Naomi inclinó la cabeza, curiosa. —Espera. ¿Eso significa que Mira lo sabe?
Lux asintió una vez, su sonrisa transformándose en algo más serio. —Ella lo sabe. Luchó contra demonios conmigo. Hace dos días. Los vencimos juntos. —De repente frunció el ceño, entrecerrando los ojos—. Y… no me ha contactado desde entonces. Eso es extraño.
Naomi y Rava intercambiaron una mirada—una conversación silenciosa completa en medio segundo.
Naomi aclaró su garganta delicadamente. —Oh, no te preocupes por eso. Mira raramente… da el primer paso.
Rava se reclinó, sonriendo con complicidad. —Es un poco como Sira. Orgullosa. Muy orgullosa.
Lux exhaló lentamente, tamborileando con los dedos en la mesa. Orgullo. Por supuesto. Sus labios se curvaron ligeramente.
—También… quiero hablar sobre los coches.
Naomi y Rava levantaron la mirada. Rava inclinó la cabeza. —¿Qué pasa con ellos?
Dejó su café, enrollando los dedos alrededor del asa como si necesitara un ancla. —¿Qué tipo de coches queréis? ¿Ese yate con ruedas? Puedo dároslo.

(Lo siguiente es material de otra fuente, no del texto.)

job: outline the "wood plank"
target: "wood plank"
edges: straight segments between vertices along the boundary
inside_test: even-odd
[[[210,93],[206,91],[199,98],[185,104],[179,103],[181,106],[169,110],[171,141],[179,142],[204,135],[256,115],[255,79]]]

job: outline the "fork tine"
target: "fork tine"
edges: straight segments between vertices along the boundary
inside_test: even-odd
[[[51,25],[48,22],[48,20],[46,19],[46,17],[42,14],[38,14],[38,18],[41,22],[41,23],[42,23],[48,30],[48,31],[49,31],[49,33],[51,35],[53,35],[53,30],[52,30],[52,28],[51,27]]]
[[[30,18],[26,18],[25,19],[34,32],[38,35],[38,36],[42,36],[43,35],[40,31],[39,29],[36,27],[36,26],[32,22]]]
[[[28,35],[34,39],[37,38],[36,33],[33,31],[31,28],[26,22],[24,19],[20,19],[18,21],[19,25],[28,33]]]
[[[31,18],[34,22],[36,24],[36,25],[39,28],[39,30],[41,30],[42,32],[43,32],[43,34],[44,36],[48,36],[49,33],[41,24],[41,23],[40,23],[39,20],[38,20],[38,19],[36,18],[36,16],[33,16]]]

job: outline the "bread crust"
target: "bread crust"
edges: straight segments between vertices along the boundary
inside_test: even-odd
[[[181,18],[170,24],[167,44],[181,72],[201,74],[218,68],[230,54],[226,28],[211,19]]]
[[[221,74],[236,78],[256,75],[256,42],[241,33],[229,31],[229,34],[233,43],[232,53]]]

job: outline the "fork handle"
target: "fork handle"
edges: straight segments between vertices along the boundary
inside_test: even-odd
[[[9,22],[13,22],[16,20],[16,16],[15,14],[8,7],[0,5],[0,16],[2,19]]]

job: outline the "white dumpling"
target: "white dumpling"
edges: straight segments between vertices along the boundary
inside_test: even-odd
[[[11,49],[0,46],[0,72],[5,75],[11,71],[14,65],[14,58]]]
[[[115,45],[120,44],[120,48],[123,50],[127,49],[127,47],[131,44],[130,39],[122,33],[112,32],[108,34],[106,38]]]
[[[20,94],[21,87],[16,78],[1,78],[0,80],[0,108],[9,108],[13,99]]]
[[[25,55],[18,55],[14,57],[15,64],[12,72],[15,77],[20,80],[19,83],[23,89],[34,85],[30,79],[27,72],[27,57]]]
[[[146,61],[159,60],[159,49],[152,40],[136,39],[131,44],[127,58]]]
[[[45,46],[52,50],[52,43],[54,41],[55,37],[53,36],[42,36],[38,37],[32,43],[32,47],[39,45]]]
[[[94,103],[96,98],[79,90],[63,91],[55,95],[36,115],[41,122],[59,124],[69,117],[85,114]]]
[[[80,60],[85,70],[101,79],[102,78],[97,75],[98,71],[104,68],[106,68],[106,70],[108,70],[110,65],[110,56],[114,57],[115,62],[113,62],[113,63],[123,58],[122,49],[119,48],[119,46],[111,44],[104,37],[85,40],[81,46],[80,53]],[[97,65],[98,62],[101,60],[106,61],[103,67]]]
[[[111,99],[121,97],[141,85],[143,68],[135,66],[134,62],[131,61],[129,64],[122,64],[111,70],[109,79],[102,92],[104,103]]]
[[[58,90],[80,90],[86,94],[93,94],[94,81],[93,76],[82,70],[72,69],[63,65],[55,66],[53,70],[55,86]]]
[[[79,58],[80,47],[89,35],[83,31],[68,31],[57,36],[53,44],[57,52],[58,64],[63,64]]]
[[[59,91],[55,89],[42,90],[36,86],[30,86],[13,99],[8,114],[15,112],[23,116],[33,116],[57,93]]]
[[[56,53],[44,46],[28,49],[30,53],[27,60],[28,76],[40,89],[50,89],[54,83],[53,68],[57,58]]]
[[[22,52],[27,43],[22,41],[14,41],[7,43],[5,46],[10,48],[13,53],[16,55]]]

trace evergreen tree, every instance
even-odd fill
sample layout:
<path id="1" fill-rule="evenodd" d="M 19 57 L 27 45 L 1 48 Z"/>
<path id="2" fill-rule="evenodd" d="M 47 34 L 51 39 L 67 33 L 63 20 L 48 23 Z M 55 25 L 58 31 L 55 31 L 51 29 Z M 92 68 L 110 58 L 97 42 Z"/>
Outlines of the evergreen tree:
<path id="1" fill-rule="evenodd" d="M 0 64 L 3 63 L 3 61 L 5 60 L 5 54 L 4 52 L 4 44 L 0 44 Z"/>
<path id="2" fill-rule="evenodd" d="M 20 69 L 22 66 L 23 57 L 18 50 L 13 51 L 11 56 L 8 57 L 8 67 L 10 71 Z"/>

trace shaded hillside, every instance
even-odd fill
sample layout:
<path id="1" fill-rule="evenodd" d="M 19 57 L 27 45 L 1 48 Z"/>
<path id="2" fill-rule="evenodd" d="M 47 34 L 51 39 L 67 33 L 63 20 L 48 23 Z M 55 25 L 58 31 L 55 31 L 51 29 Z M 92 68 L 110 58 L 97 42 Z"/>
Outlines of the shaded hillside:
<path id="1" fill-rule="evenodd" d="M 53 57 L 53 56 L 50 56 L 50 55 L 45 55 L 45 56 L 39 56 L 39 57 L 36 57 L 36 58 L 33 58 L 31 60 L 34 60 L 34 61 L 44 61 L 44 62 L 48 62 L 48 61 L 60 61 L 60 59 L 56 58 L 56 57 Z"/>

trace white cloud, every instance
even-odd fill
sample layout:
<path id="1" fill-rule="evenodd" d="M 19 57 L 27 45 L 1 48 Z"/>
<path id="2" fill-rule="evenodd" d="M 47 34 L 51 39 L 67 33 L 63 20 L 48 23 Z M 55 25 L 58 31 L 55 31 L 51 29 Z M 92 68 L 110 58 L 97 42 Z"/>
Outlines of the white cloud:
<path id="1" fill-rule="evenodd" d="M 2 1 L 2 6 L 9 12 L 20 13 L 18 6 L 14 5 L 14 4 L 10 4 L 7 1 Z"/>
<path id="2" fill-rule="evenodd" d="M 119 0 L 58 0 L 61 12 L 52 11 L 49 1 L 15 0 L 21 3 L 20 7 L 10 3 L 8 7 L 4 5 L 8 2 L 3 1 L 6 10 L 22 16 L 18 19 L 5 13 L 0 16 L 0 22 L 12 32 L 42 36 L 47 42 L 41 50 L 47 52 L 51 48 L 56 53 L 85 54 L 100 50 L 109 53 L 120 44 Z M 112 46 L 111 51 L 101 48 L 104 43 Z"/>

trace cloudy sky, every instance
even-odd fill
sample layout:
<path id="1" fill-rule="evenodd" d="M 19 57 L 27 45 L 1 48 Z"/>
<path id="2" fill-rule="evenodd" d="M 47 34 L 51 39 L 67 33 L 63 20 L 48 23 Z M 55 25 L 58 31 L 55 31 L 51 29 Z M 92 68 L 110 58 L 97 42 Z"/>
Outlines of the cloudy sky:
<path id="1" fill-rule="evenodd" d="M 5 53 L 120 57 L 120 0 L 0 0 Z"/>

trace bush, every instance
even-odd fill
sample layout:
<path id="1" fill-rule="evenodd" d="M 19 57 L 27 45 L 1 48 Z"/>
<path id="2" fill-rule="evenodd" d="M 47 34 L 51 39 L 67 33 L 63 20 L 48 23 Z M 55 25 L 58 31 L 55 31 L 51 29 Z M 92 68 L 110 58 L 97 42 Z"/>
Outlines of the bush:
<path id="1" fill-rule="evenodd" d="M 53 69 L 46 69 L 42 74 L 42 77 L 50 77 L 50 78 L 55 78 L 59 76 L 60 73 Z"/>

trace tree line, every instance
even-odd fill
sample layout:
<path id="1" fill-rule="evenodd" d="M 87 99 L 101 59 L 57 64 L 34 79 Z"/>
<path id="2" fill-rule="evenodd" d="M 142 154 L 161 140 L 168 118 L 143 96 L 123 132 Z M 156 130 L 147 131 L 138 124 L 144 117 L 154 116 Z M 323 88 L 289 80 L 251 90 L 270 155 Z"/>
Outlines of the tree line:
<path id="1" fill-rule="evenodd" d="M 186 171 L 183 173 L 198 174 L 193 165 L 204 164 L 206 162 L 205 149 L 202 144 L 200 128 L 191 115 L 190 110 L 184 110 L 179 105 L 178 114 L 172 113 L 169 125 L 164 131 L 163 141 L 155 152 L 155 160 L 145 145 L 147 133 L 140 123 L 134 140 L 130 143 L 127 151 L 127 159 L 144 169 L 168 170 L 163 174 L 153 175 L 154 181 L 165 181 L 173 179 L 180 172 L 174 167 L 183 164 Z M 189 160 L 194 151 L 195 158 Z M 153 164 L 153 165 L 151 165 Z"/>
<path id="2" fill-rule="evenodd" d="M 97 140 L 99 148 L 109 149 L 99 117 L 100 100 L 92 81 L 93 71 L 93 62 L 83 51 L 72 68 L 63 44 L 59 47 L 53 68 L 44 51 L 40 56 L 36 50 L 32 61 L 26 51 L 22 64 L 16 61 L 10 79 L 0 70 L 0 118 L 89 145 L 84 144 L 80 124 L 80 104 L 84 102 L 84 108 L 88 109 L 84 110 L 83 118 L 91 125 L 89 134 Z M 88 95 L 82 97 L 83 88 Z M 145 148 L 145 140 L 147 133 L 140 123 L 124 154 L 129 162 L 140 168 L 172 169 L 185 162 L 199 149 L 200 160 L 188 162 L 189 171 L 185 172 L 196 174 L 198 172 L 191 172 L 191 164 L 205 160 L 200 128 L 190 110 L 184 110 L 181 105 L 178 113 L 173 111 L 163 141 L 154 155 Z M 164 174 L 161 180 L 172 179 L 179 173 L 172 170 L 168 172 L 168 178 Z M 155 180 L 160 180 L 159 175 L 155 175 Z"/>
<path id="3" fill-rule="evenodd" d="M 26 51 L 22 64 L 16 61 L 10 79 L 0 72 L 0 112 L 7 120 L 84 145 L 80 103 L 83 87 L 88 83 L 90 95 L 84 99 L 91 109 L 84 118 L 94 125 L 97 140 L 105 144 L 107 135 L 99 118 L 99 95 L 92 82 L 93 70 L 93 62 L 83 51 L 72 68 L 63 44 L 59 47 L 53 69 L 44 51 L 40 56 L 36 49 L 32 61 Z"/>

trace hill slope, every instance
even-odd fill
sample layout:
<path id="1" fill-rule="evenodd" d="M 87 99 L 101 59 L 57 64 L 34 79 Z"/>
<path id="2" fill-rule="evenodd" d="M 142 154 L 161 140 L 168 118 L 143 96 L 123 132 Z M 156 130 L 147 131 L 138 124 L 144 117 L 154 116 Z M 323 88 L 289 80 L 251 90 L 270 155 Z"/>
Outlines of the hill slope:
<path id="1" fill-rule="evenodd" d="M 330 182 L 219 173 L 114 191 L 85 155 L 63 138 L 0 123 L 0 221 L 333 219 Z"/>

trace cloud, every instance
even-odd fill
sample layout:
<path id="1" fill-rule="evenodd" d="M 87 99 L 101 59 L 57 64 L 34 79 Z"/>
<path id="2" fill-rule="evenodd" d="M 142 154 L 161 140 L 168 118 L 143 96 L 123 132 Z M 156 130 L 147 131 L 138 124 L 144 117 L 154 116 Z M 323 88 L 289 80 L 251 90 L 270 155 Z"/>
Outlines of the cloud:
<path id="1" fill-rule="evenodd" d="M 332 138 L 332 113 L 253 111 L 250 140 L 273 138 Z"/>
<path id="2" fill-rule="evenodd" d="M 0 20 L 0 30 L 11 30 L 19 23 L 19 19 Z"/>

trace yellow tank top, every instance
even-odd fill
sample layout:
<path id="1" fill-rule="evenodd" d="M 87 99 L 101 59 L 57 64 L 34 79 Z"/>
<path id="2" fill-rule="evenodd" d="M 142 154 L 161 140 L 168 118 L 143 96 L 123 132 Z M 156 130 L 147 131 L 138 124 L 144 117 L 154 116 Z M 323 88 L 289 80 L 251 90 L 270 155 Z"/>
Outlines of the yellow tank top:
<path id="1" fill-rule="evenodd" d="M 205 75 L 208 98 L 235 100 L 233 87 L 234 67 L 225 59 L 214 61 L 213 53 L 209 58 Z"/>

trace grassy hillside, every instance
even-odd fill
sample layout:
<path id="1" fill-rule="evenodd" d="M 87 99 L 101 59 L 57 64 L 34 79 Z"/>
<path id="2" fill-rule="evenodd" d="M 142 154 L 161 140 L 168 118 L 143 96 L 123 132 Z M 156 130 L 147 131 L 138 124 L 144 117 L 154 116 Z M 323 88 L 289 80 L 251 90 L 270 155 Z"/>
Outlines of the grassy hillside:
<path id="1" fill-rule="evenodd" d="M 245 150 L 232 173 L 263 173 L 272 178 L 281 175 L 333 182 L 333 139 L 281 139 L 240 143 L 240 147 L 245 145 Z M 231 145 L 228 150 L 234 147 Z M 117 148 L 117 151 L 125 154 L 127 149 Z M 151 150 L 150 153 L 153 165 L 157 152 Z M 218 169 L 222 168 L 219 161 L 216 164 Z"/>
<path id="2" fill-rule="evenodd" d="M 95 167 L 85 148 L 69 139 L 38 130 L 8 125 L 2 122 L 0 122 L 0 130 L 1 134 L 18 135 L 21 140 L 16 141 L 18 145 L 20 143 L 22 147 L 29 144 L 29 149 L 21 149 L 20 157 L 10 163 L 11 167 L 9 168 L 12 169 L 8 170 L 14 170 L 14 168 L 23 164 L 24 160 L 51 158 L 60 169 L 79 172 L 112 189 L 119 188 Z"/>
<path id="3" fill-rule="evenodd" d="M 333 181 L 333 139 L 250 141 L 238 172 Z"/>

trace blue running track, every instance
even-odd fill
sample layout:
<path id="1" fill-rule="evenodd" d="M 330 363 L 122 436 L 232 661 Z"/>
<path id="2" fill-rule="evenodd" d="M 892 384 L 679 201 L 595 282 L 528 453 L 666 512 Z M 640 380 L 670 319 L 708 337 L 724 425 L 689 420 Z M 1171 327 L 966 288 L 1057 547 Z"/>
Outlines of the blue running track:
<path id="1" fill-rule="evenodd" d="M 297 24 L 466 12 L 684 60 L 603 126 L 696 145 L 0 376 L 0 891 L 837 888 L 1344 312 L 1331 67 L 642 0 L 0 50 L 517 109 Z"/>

Por un momento solo hubo silencio—luego ambas mujeres estallaron en carcajadas. Suaves al principio, luego desbordándose en algo brillante que cortó el aire tranquilo de la mañana. Naomi se cubrió la boca, tratando de ser educada al respecto. Rava simplemente sonrió ampliamente, sus hombros temblando.
—No, Lux —dijo finalmente Naomi, todavía riendo—. No necesitamos eso.
—Definitivamente no —añadió Rava, sonriéndole con picardía.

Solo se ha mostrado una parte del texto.